Sakura mengangkat kepalanya dan menopang dagunya di dada Sasuke untuk bisa melihat wajah pria itu dengan lebih baik. Ia tampak sedikit bingung. "Takut mengatakan apa?" tanyanya.
"Dua kata itu." jawab Sasuke.
Sakura akhirnya mengangguk mengerti. "Ya." Ia menghela nafas, menatap Sasuke dengan sedih. "Tapi Sasuke-kun, itu bukan sesuatu yang harus kau katakan sekarang. Aku mengerti dan aku tidak akan membuatmu merasa seperti kau harus mengatakannya kembali. Kau bisa mengatakannya ketika kau siap."
Tangan Sasuke membelai rambut Sakura dan wanita itu terus melihat ke arahnya. "Aku tahu." ucap Sasuke diiringi anggukan.
"Oke." Sakura tersenyum.
"Tapi aku ingin mengatakan sesuatu." ucap Sasuke.
"Apa itu?" Sakura bertanya-tanya.
"Sembilan tahun yang lalu..." Sasuke memulai.
Sakura tampak langsung pucat, karena apapun yang dimulai dengan sembilan tahun lalu tidak pernah berakhir dengan baik bagi mereka.

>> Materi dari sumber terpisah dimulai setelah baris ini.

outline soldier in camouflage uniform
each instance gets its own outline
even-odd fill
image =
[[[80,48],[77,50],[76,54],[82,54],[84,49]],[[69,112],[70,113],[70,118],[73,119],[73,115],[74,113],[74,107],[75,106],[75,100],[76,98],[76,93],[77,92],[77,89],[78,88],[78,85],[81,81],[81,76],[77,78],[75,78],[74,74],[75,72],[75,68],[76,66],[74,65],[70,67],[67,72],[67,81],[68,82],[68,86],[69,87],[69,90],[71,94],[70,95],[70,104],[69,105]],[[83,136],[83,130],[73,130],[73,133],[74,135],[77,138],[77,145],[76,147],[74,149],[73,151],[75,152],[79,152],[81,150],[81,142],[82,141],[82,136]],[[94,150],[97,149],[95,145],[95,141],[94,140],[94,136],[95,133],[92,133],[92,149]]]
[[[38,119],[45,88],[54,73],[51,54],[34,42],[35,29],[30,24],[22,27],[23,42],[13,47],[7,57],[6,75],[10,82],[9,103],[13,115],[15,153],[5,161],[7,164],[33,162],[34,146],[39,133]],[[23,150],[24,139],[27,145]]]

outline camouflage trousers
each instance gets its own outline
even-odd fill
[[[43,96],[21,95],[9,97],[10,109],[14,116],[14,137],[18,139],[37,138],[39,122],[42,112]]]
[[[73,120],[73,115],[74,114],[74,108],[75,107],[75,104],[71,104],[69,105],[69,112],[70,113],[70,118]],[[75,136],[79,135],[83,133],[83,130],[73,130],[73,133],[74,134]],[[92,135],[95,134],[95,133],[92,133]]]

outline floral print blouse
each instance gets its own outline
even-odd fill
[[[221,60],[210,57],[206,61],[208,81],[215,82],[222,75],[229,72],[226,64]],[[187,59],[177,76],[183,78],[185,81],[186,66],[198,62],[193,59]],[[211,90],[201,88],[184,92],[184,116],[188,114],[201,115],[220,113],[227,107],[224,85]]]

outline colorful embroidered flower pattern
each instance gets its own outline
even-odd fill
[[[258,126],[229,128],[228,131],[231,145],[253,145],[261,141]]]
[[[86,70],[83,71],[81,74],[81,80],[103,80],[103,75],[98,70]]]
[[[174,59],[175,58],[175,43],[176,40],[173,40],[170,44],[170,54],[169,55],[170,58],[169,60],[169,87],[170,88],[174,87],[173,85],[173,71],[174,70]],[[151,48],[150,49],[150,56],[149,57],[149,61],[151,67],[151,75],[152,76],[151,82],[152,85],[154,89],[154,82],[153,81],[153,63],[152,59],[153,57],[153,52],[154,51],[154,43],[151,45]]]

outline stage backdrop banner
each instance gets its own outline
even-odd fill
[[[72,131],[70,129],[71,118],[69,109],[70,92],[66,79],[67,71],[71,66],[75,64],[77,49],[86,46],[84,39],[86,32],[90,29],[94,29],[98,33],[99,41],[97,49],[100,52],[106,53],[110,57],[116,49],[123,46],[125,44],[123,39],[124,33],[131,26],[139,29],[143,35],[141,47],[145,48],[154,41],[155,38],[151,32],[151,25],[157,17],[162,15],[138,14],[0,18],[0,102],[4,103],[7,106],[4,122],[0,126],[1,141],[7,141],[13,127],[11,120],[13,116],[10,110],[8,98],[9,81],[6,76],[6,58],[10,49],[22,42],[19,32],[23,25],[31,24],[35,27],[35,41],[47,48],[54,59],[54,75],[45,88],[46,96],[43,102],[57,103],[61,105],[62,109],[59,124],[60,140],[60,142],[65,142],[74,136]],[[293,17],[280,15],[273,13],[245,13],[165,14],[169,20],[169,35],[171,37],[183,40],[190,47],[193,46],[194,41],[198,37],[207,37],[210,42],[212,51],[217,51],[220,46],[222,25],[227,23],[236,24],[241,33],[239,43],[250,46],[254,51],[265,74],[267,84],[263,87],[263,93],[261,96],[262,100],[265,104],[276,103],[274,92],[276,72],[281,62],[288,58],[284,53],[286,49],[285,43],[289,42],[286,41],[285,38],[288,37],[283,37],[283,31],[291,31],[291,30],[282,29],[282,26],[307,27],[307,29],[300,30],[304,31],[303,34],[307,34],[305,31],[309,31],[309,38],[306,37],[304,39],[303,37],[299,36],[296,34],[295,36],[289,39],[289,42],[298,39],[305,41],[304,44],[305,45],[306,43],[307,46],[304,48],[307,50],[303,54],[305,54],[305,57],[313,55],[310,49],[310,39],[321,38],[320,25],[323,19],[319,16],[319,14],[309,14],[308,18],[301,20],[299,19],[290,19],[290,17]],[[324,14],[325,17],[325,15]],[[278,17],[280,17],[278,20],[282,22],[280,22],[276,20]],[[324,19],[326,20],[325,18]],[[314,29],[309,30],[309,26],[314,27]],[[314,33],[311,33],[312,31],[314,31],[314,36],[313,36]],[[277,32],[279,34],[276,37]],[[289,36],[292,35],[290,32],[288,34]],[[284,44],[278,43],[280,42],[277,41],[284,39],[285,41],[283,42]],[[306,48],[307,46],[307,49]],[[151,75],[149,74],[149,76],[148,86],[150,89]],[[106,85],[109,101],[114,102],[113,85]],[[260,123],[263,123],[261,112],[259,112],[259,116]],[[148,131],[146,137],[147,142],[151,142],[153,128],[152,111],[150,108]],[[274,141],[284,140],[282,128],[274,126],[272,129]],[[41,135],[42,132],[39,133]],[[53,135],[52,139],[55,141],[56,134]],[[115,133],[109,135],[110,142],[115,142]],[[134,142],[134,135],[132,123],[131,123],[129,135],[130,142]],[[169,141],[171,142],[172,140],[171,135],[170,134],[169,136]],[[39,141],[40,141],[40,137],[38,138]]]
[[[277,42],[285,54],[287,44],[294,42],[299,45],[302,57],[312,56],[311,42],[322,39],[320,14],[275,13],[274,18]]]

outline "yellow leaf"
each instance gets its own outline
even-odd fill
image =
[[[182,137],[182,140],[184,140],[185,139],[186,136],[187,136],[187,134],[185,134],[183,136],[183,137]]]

"Tenanglah, Sakura." ucap Sasuke.
Sakura menarik napas dalam-dalam. "Baiklah."
"Sembilan tahun yang lalu," Sasuke mengulangi lagi. "Malam itu... malam terakhir kita bersama, apa kau ingat apa yang terjadi?" tanyanya.
Sakura setengah mengangkat bahu dan setengah mengangguk. Sudah sembilan tahun, ia tidak mungkin mengingat semuanya dengan detail. "Aku ingat beberapa." jawabnya.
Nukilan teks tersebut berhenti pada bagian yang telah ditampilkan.